REPUBLIKA.CO.ID, JAKARTA -- Badan Pemeriksa Keuangan RI (BPK) menemukan adanya kelebihan pembayaran insentif tenaga kesehatan (nakes). Kelebihan pembayaran antara Januari sampai Agustus 2021 ini terjadi akibat kesalahan teknis pada saat penarikan database usupan insentif nakes dari aplikasi insentif nakes yang dikelola oleh Badan Pengembangan dan Pemberdayaan SDM (PPSDM) Kesehatan.
"Terjadi duplikasi data penerima insentif, dan data ini dijadikan dasar pembayaran insentif nakes sehingga terjadi kelebihan pembayaran untuk 8.961 nakes, " ungkap Ketua BPK, Agung Firman Sampurna di Jakarta, Senin (1/11).
Agung mengungkapkan, kisaran duplikasi biaya insentif mulai dari Rp 178 ribu hingga Rp 50 juta. "Sampai 8 September 2021, masih ada kelebihan pembayaran nakes. kelebihan pembayaran ini variasi," terangnya.
Agung melanjutkan, permasalahan itu pun dilakukan pembahasan rekomendasi dan action plan dan telah dilaksanakan pada 19 Oktober 2021 yang dihadiri tim pemeriksa dan pejabat terkait Kementerian Kesehatan.
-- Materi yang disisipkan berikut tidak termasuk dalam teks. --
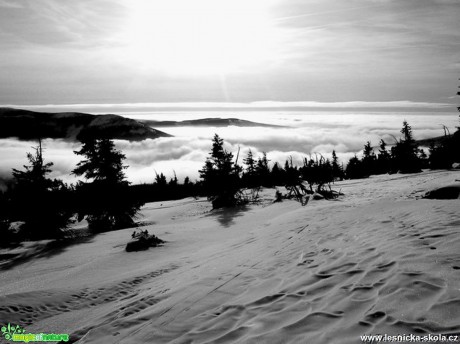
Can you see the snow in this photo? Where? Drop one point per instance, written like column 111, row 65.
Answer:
column 378, row 260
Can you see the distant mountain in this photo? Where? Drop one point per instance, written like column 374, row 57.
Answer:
column 30, row 125
column 209, row 122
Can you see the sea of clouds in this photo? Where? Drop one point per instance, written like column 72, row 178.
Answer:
column 300, row 134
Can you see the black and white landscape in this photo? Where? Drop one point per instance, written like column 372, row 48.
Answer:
column 198, row 171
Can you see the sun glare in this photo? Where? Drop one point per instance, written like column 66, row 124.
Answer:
column 198, row 37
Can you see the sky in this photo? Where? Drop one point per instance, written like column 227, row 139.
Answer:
column 229, row 51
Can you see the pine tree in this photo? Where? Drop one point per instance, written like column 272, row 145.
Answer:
column 220, row 176
column 105, row 199
column 337, row 171
column 368, row 160
column 383, row 159
column 263, row 171
column 42, row 203
column 405, row 152
column 249, row 178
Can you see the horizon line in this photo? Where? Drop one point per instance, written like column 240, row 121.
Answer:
column 256, row 105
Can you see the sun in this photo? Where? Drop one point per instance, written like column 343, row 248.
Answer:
column 198, row 37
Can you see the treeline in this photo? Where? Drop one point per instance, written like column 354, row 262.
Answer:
column 46, row 207
column 405, row 156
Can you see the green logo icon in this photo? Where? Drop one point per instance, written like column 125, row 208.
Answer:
column 16, row 333
column 10, row 330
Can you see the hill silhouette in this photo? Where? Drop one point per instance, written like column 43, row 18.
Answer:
column 210, row 122
column 31, row 125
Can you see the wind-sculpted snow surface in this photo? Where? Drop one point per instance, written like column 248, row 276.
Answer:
column 380, row 259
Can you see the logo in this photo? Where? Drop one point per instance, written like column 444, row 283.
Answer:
column 16, row 333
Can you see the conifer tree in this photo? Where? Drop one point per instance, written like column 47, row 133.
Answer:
column 220, row 176
column 405, row 152
column 383, row 159
column 337, row 171
column 41, row 202
column 105, row 199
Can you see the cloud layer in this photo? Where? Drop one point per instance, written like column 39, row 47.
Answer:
column 186, row 152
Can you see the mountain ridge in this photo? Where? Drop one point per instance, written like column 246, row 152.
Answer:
column 73, row 126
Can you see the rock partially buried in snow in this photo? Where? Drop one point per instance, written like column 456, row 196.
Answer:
column 446, row 192
column 143, row 241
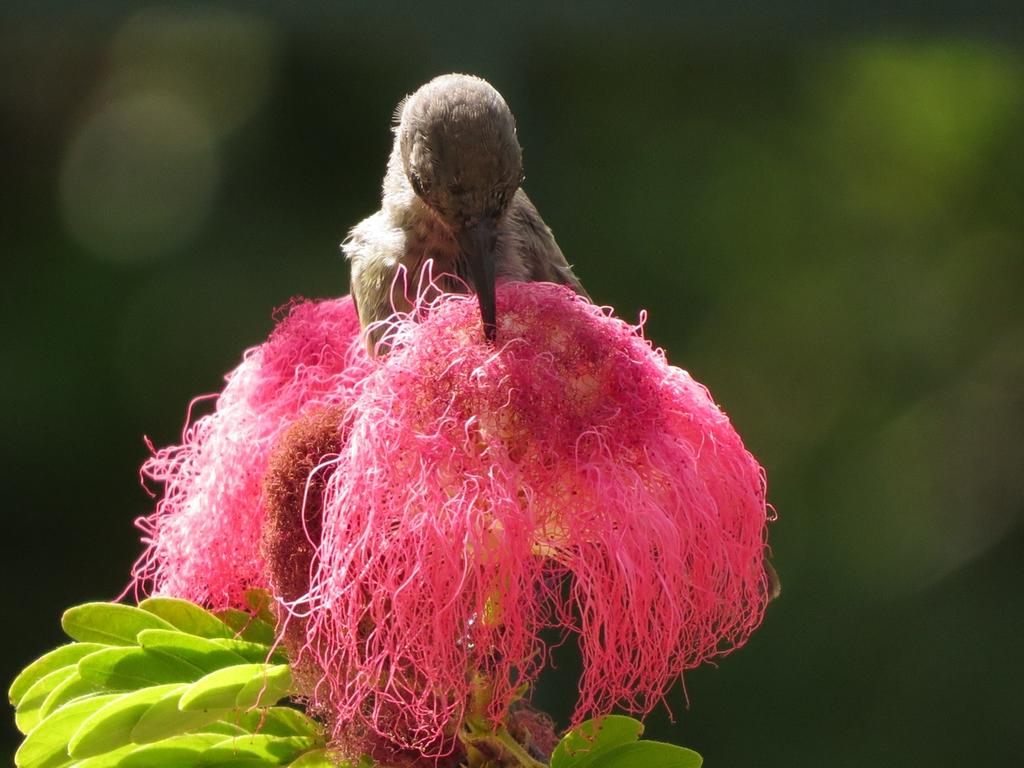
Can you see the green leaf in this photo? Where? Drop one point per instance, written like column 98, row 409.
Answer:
column 179, row 752
column 274, row 750
column 165, row 719
column 131, row 668
column 66, row 655
column 203, row 653
column 186, row 616
column 108, row 759
column 280, row 721
column 112, row 624
column 263, row 690
column 70, row 689
column 29, row 713
column 111, row 726
column 584, row 744
column 253, row 652
column 647, row 755
column 243, row 685
column 247, row 626
column 46, row 744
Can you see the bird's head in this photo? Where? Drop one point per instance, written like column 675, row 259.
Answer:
column 461, row 156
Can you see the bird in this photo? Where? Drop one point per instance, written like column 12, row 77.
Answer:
column 452, row 196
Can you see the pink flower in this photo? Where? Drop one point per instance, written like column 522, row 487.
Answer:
column 567, row 478
column 204, row 538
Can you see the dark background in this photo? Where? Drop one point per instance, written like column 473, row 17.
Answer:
column 820, row 205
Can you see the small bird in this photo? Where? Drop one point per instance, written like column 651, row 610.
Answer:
column 452, row 195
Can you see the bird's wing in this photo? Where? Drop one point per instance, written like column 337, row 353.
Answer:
column 540, row 258
column 374, row 250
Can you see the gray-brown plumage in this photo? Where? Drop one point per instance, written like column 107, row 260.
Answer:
column 452, row 195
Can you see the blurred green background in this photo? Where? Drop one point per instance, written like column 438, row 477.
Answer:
column 821, row 206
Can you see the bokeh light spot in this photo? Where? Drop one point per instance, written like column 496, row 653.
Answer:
column 138, row 178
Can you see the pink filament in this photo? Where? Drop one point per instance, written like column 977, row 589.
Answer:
column 204, row 538
column 567, row 478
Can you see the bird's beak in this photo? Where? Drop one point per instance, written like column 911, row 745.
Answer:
column 477, row 244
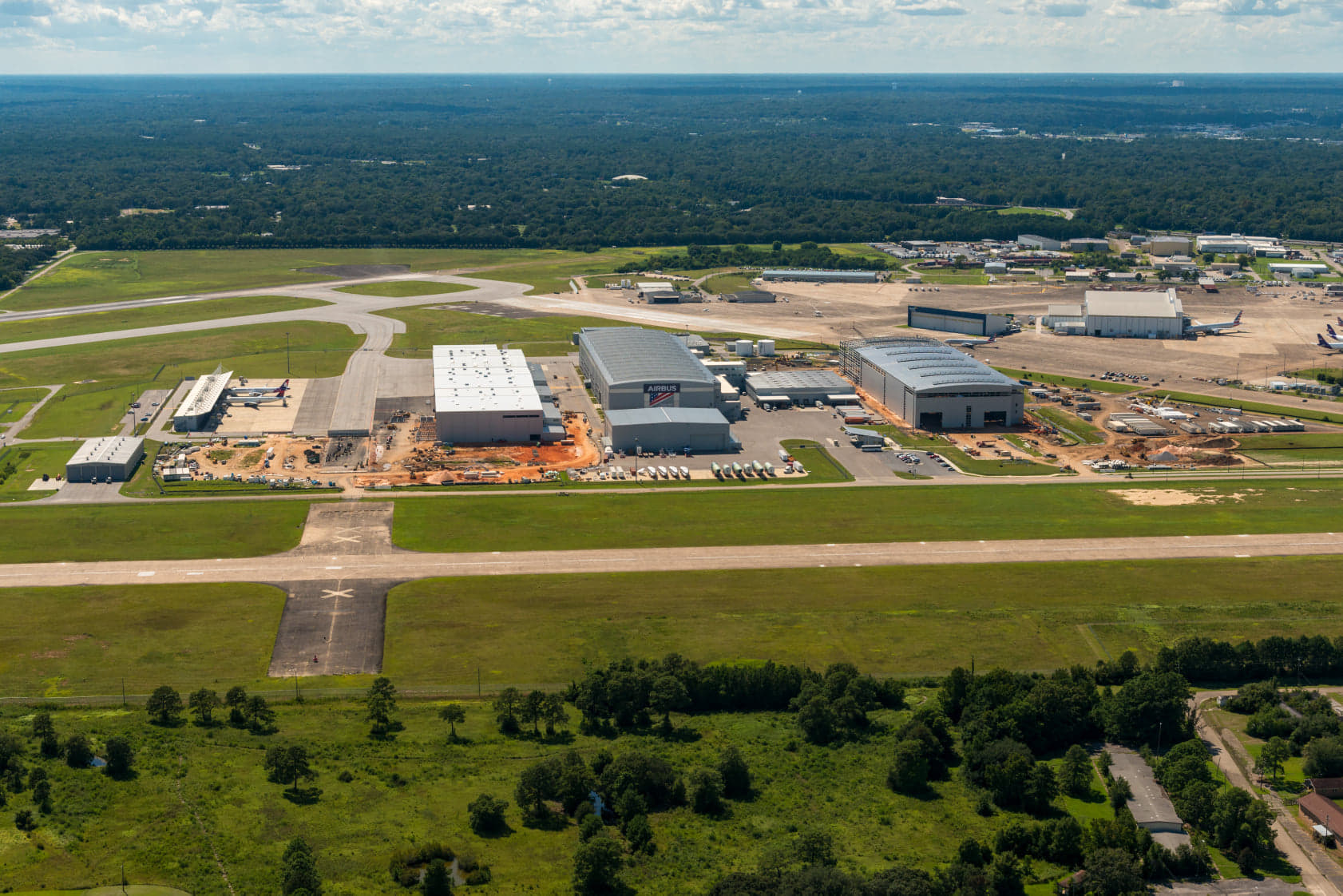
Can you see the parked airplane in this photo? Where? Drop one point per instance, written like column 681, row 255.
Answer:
column 253, row 399
column 257, row 391
column 1214, row 329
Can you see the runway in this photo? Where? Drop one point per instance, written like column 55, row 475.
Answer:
column 308, row 565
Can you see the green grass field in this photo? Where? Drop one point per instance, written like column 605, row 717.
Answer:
column 1071, row 382
column 149, row 531
column 203, row 790
column 63, row 325
column 15, row 403
column 33, row 460
column 722, row 283
column 1258, row 407
column 891, row 620
column 118, row 371
column 405, row 289
column 787, row 516
column 90, row 640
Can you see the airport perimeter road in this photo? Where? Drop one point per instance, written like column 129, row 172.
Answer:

Atas permasalahan tersebut, Badan PPSDM Kesehatan telah melakukan kompensasi pembayaran masing-masing nakes selama periode 1 Januari 2021 sampai dengan 19 Agustus 2021.
BPK merekomendasikan Menteri Kesehatan melalui Badan PPSDM Kesehatan untuk memproses sisa kelebihan pembayaran insentif nakes yang masih ada per September 2021.
Badan Pengembangan dan Pemberdayaan SDM (PPSDM) Kesehatan melakukan pengelolaan atas pembayaran insentif nakes penanganan Covid-19 pada faskes pelayanan Covid-19 yang dibiayai oleh dana APBN melalui DIPA Badan PPSDM Kesehatan, termasuk di dalamnya insentif untuk para peserta PIDI (program internship). Untuk faskes pelayanan Covid-19 yang dibiayai oleh APBD (RSUD dan Puskesmas), sumber dana insentif nakes pelayanan Covid-19 dilakukan oleh masing-masing pemerintahan daerah, bukan melalui DIPA Kementerian Kesehatan.
Hasil pemeriksaan BPK ini merupakan bagian dari pemeriksaan atas pengelolaan pinjaman luar negeri Indonesia Emergency Response to Covid-19 pada 2020-2021 di Kementerian Kesehatan sejumlah 500 juta dolar AS dari Bank Dunia dan Bank Investasi Infrastruktur Asia (AIIB). Menurut Agung, tujuan pemeriksaan adalah memberikan penilaian atas kepatuhan program atau kegiatan dalam mencapai Disbursement Linked Indicator (DLI)/Disbursement Linked Result (DLR) pinjaman luar negeri tersebut.
"Pinjaman itu diberikan dengan beberapa indikator, jadi setelah indikatornya tercapai seperti pembentukan gugus tugas nasional Covid-19 dan sebagainya, barulah pinjaman tersebut cair," ujarnya.
Menurut Agung, kelebihan pembayaran insentif nakes karena adanya proses cleansing data atau pembersihan data yang terlewatkan saat implementasi aplikasi pemberian insentif. Namun, Agung belum bisa mengungkapkan besaran total kelebihan insentif yang dikeluarkan kepada nakes, mengingat proses pemeriksaan masih berlangsung hingga saat ini.
"Nanti hasil pemeriksaannya akan dirilis dan bisa dilihat secara terbuka, beserta solusi yang kami berikan," ujarnya.